Fetching latest checkpoint can get stuck

Question

Fetching latest checkpoint can get stuck

morph-dev opened this issue 9 months ago · comments

Many tests on circleci were failing yesterday, and in most cases because there was no output for 10 minutes.
This doesn't happen frequently, but it's not the first time it happens.
It also doesn't happen completely randomly, meaning when it starts happening it affects most tests running at that time (so only solution is to wait and try few hours later).

Luckily, it happened on my machine as well and I noticed that one test was completely stuck: test_fetch_latest_checkpoints.

After a bit of digging, it seems that we are fetching checkpoints from multiple sources and if any of them is stuck, entire function (fetch_latest_checkpoints) is. I'm guessing that one of the sources has some issues every now and then and we don't recover properly.

Another issue is that we are using actual data from the internet and spamming real servers for no reason (we should use mock data in tests).

I propose two improvements that we can do here, and I think we should do both:

add timeout to our request.
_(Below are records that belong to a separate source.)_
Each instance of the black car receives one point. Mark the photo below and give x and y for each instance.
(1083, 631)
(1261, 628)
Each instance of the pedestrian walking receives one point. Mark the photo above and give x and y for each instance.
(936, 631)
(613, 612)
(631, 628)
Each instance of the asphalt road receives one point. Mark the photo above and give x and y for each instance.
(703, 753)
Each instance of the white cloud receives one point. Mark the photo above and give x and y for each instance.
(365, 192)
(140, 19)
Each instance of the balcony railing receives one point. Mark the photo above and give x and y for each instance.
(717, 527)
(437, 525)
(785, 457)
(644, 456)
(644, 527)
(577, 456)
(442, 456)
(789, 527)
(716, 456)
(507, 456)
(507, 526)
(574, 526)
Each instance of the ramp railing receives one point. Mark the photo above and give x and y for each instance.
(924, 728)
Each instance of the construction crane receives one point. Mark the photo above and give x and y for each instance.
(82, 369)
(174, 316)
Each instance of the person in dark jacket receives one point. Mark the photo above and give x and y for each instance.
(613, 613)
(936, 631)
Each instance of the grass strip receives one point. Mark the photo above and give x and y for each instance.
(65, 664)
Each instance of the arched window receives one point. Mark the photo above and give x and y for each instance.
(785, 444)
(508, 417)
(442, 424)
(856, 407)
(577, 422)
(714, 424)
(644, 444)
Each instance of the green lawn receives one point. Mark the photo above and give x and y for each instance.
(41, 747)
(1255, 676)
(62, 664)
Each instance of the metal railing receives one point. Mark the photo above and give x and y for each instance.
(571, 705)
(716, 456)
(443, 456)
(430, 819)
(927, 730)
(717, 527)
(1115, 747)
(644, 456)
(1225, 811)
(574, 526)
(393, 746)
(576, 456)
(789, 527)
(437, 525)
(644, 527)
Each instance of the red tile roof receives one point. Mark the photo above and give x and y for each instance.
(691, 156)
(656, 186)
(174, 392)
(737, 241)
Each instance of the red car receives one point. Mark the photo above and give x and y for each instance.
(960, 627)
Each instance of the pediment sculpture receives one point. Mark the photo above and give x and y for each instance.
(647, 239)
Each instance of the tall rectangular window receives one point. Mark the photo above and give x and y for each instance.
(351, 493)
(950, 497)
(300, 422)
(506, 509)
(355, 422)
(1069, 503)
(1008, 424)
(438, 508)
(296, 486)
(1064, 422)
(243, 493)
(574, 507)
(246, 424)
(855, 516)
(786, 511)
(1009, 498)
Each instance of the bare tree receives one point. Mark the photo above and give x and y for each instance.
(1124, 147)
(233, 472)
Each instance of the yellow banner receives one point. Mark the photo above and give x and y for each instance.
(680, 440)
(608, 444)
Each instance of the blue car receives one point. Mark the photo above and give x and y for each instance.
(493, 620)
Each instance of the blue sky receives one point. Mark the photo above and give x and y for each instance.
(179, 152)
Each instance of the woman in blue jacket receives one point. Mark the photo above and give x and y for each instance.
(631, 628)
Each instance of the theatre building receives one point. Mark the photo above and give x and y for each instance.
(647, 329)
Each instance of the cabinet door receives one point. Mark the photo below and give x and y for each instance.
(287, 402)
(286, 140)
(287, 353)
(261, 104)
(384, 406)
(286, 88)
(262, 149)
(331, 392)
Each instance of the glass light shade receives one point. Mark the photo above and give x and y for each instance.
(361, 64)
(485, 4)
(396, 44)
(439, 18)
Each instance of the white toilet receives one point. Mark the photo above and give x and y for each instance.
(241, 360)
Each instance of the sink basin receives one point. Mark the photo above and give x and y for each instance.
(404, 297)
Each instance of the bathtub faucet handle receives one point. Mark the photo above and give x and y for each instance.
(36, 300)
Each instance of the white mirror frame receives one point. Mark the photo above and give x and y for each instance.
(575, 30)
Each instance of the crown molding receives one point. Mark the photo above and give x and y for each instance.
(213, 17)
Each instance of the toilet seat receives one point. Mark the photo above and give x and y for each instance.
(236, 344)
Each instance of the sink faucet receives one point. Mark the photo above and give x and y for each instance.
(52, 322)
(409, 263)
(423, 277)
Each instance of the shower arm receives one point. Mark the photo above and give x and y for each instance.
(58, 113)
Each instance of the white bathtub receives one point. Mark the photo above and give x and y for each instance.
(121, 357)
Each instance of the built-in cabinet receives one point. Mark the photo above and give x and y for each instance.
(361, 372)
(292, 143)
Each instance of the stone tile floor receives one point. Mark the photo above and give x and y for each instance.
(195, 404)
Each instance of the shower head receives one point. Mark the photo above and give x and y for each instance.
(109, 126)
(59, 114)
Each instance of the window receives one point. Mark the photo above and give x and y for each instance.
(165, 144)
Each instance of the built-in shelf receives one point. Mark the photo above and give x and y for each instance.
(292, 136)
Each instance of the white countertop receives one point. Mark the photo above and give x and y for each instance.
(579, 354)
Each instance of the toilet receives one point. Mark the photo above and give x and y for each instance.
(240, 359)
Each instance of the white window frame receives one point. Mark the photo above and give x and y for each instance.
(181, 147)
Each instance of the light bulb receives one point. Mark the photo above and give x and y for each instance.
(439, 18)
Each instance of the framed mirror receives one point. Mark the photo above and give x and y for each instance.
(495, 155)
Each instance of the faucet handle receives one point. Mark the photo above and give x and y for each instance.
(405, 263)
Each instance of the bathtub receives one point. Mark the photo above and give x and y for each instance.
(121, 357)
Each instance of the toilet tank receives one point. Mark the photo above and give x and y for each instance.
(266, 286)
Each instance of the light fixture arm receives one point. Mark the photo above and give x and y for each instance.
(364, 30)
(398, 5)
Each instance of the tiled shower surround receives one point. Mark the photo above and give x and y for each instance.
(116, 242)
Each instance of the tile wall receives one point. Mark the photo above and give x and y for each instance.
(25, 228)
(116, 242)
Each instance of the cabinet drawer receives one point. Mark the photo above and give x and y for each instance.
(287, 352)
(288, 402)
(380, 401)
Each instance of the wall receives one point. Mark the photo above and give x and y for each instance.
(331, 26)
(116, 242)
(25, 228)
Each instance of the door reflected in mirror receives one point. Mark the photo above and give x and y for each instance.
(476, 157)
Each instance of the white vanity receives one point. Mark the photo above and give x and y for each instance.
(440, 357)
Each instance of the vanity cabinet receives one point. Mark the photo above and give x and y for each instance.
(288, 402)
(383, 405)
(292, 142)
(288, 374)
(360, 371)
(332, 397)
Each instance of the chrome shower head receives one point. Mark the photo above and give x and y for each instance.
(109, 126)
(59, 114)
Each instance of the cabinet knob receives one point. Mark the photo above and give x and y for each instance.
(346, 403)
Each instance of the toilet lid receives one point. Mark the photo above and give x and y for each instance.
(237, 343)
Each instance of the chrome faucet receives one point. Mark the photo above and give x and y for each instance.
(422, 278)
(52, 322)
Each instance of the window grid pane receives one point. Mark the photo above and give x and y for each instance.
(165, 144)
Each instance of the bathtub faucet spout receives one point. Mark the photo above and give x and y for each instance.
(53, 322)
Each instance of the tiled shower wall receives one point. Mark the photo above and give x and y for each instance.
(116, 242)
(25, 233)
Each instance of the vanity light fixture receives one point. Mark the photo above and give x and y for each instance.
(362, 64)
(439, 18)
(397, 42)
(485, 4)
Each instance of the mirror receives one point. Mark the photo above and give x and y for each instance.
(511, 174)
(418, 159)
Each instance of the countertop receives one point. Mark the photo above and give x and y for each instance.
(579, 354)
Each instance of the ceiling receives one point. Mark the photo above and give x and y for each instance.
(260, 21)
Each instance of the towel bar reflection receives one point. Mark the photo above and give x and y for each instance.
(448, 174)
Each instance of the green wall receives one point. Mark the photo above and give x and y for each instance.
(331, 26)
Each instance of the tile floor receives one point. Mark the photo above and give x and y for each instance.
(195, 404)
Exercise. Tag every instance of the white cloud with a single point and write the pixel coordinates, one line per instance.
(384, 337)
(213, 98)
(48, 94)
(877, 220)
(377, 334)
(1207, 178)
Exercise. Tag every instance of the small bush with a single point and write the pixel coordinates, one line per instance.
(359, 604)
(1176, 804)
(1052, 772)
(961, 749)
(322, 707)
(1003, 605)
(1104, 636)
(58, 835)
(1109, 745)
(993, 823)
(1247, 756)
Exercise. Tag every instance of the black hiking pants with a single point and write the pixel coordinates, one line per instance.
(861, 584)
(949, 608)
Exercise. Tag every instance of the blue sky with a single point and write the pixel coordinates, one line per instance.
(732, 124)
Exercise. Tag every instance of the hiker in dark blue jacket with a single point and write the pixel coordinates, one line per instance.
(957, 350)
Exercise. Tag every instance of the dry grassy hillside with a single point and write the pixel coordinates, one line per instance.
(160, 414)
I don't know why they don't fail on their own (maybe library doesn't support that?).

improves app functionality
probably fixes tests (because we have multiple sources), at least they will not get stuck, but we will still spam real servers when we run tests

don't fetch data from the internet during tests (use mock server)

fixes our tests
prevents us from unnecessarily spamming real servers
doesn't improve our app (actual app can still get stuck). It might not be that bad as it happens only once and only in fallback case (at least to my understanding)

Nick Gheorghita · Answer 1 · Thu Feb 01 2024 22:48:31 GMT+0800 (China Standard Time)

Just to add a bit of context - #1099 (comment)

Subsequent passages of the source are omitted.